Is there anything else I can do besides maintaining a balanced diet and taking vitamin A to preserve my vision?

At this time, there are no other approaches for preserving vision affected by RP that have been proved useful through a carefully controlled clinical treatment trial. Some doctors advise their patients to protect their eyes from bright light. As a precaution, individuals with RP are encouraged to protect their eyes from long-term exposure to bright sunlight until more is learned. Good quality sunglasses are useful for bright days outdoors. TOP

Should I be encouraged by the discovery of this treatment?

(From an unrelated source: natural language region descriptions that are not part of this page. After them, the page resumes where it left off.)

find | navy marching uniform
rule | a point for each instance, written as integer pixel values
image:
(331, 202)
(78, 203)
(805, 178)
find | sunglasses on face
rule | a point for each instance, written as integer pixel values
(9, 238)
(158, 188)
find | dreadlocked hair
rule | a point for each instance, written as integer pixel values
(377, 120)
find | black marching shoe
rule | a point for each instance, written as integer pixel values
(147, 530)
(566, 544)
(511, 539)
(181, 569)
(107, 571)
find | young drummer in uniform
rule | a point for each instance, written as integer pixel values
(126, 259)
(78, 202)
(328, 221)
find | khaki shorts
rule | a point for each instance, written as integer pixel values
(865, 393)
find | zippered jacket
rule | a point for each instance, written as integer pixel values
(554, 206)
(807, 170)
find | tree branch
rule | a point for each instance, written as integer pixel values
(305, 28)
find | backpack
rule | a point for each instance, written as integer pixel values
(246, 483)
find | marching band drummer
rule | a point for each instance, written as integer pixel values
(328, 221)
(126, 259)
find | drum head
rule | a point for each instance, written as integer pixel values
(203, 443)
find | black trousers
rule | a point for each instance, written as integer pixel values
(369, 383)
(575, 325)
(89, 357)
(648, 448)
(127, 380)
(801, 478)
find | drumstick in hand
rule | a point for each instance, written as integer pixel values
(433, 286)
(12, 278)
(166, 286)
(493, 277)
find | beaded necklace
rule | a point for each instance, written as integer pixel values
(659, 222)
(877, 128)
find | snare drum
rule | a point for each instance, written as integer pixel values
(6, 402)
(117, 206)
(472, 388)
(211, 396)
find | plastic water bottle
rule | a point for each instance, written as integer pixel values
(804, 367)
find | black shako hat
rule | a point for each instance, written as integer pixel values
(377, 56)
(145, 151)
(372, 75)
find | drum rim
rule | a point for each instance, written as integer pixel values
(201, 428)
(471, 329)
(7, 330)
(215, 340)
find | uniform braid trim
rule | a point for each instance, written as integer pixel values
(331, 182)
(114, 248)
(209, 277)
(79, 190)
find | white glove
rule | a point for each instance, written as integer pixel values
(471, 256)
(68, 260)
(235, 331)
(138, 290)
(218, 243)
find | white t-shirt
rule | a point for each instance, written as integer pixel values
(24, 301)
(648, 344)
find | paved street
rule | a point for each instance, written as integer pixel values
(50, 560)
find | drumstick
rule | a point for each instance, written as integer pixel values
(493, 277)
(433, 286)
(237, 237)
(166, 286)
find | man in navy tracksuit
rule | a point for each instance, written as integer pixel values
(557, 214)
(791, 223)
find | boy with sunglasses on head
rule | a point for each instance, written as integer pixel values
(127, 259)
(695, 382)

Yes, indeed! This breakthrough is a concrete reward for the many years of research that preceded it. Daily vitamin A supplementation is the first discovered means to partially control RP that is proved useful and safe for most patients. This clinical treatment trial has demonstrated that further ways to slow vision loss can now be proposed with the knowledge that it can be done. The trial is an extraordinary example of the value of carefully designed work. It was done under close monitoring for appropriate benefit and avoidance of risk to patients, and will serve as a model for future studies. TOP

Will other research on RP stop now that this treatment has been found?

No, just the opposite! The search for addition and improved treatments and the means to cure or prevent RP will continue. Studies on nutritional supplements represent only one aspect of the RP scientific research strategy. This disease must be understood at the most basic cellular level in order to understand how it is caused and how it can be stopped. Research in biochemistry and cell biology, as well as molecular genetics and clinical studies, will lead to the design and testing of other treatments that may stop the progression of the disease and ultimately prevent it from ever occurring.